Serbian Defense Minister Milos Vucevic with members of the Serbian Army in May
Serbian Defense Minister Milos Vucevic with members of the Serbian Army in May

Serbia's Defense Ministry has proposed reintroducing compulsory military service to shore up its armed forces amid rising tensions in the region.

The General Staff of the Serbian Armed Forces said on January 4 that it was making the proposal of compulsory service for up to four months to President Aleksandar Vucic "after an in-depth analysis of the general security situation and contemporary challenges facing the Republic of Serbia."

The ministry has long eyed bringing back compulsory military service -- abolished on January 1, 2011 -- but previous proposals have been shelved for reasons such as its high cost.

Tensions have been on the rise yet again in the Balkans in recent months, fueled in part by Bosnian Serb separatist leader Milorad Dodik, who has threatened to rip the country apart and wreak new havoc on the Balkans if the international community further strengthens multiethnic institutions.

Since a 1995 peace deal known as the Dayton agreement ended intense ethnically fueled fighting in the former Yugoslavia, Bosnia-Herzegovina has been administered under a Bosniak-Croat federation and a mostly Serb-populated entity known as Republika Srpska.

Dodik has spent the past two years trying to erode central Bosnian authority and establishing parallel institutions to further his longtime threats to divide the country for good.

Many groups cling fiercely to ethnic divisions despite decades of international mediation to settle grievances among Bosnia, Serbia, Kosovo, and other former parts of Yugoslavia. Serbs are the most numerous of the ethno-national groups in the region.

British Foreign Secretary David Cameron emphasized the need for stability in the Balkans and pledged the U.K.'s support for broader recognition of Kosovo "as a full sovereign country" during a visit to Pristina on January 4.

Serbia has not recognized the independence of its former province, and violence has flared between ethnic Serbs and Kosovars several times.

Tens of thousands of ethnic Serbs who live in northern Kosovo do not recognize central Kosovar institutions, and they have often clashed with Kosovar police and international peacekeepers. In May, violence erupted when Kosovar authorities tried to install mayors in some Serb-majority towns.

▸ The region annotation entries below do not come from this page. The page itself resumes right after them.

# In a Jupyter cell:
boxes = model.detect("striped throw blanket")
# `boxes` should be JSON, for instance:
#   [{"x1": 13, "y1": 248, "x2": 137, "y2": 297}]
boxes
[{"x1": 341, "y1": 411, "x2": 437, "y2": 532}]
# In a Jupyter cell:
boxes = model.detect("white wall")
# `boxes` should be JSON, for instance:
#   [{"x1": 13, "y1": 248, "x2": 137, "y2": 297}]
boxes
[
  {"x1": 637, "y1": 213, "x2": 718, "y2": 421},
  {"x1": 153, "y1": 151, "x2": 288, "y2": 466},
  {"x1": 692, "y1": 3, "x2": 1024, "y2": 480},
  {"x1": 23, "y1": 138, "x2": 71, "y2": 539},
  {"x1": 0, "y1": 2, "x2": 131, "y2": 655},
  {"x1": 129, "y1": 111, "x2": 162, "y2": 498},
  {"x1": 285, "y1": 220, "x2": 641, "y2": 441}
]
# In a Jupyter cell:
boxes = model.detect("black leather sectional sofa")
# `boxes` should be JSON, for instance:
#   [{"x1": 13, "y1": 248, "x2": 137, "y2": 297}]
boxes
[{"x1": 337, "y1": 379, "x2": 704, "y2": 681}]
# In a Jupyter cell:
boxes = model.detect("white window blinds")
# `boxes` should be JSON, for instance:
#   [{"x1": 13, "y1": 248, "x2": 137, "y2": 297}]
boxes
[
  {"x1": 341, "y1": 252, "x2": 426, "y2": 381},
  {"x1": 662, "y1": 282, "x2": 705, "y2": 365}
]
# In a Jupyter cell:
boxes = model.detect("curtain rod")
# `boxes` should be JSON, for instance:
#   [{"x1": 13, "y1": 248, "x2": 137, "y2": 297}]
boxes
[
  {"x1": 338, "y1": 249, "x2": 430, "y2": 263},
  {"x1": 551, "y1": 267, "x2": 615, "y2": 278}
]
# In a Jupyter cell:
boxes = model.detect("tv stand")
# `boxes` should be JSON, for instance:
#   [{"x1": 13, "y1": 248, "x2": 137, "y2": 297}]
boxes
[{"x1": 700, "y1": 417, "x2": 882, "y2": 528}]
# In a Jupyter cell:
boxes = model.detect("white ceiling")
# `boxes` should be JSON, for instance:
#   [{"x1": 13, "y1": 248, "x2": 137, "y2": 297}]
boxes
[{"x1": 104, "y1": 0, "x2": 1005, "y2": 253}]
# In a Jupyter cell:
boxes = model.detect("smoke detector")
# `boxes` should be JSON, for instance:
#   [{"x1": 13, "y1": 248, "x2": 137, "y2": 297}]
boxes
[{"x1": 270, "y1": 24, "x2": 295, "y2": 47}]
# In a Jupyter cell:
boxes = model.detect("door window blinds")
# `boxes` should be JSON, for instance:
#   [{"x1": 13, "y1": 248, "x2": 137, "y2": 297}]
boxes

More recently, four people -- a Kosovar police sergeant and three attackers -- were killed in an attack at a 14th-century Orthodox monastery in northern Kosovo in September when some 30 gunmen led by a Kosovar Serb politician stormed the monastery, sparking a gunbattle with Kosovar police.

Kosovo has accused Serbia of being behind the attack, an accusation that Belgrade has denied, but Belgrade has also ruled out the extradition to Kosovo of Milan Radoicic, the leader of the attack who fled to Serbia.